The interim director of the Illinois Environmental Protection Agency drew applause from residents in far south suburban Sauk Village Wednesday evening as he explained why his agency was immediately placing temporary filtering equipment on the two functioning municipal wells instead of waiting four to five weeks for the village to do it.
"We just felt that was too long a time," John Kim told the approximately 425 people at a public meeting held at Bloom Trail High School in Steger.
Last week the IEPA warned residents that vinyl chloride levels in their drinking water had reached levels high enough to require the town take action and alert users.
The air-stripping system, expected to be in place next week, is capable of reducing the level of vinyl chloride, a carcinogen, to nearly non-existent, he said.
But Kim and Illinois Department of Public Health Director LaMar Hasbrouck, heading a panel of state environmental health leaders and experts, had a tougher time explaining how the level of vinyl chloride could be unsafe one day, safe the next, and then unsafe again.
Vinyl chloride is an odorless, colorless and tasteless compound used to make certain plastic and vinyl products.

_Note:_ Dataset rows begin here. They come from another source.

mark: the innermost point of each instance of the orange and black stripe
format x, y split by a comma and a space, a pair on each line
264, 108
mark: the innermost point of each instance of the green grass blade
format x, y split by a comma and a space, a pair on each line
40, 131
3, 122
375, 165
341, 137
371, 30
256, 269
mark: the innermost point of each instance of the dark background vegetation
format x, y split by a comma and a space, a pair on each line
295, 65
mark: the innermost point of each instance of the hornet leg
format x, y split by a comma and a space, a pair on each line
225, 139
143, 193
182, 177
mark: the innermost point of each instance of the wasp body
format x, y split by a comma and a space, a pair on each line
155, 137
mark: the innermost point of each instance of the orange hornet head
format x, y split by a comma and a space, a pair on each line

Federal officials say there is no safe level of exposure to it.
Hasbrouck told the residents prolonged exposure to high levels of vinyl chloride has been linked to decreased immunity, liver problems and certain kinds of cancer. But he was quick to define the time period as "something like 70 years."
He likened the maximum exposure level for vinyl chloride -- two parts per billion -- set by the federal government to an eyedropper in a 50,000-gallon swimming pool.

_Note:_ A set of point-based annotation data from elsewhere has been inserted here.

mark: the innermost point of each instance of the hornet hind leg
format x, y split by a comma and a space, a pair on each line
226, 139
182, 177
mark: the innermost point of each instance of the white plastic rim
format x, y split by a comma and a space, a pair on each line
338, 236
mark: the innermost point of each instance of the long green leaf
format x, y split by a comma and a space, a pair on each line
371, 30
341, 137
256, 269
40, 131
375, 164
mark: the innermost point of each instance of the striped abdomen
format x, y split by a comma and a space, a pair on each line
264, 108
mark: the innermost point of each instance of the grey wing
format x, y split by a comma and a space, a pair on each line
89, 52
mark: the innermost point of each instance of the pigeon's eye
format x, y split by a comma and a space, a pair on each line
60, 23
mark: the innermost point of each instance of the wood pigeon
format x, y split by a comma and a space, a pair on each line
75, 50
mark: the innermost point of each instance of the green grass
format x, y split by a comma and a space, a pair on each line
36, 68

Kim said the level in Sauk Village wells, at 1.68 parts per billion, remains below the federal level. But the state requires notification of customers when the level reaches 1 part per billion in an early-warning system somewhat like warning residents when a tornado has been sighted.
"I apologize if you've been getting mixed messages," he said. "We're trying to head off the problem."
Marcia Willhite, IEPA Public Water Supplies Bureau Chief, defended an earlier rejection of Sauk Village's loan application to cover the cost of obtaining Lake Michigan water.
Willhite said the cost estimates "made sense to us, based on our experience." But Sauk Village water bills, averaging $108-a-month, couldn't cover the loan cost. "It seemed pretty unaffordable to us," she said.
And the number of Sauk Village water customers has continued to decline, according to information provided by the village that shows 602 shut-offs between July 2011 and June 2012.
In the meantime, the IEPA has required Sauk Village to provide residents with bottled water as an alternative to municipal water.
Not everyone is pleased with the stopgap approach.
"It's humiliating," said James Witherspoon, a veteran who recalls providing water to the Vietnamese in 1965 as a goodwill gesture.
"Now I'm at the other end of the situation."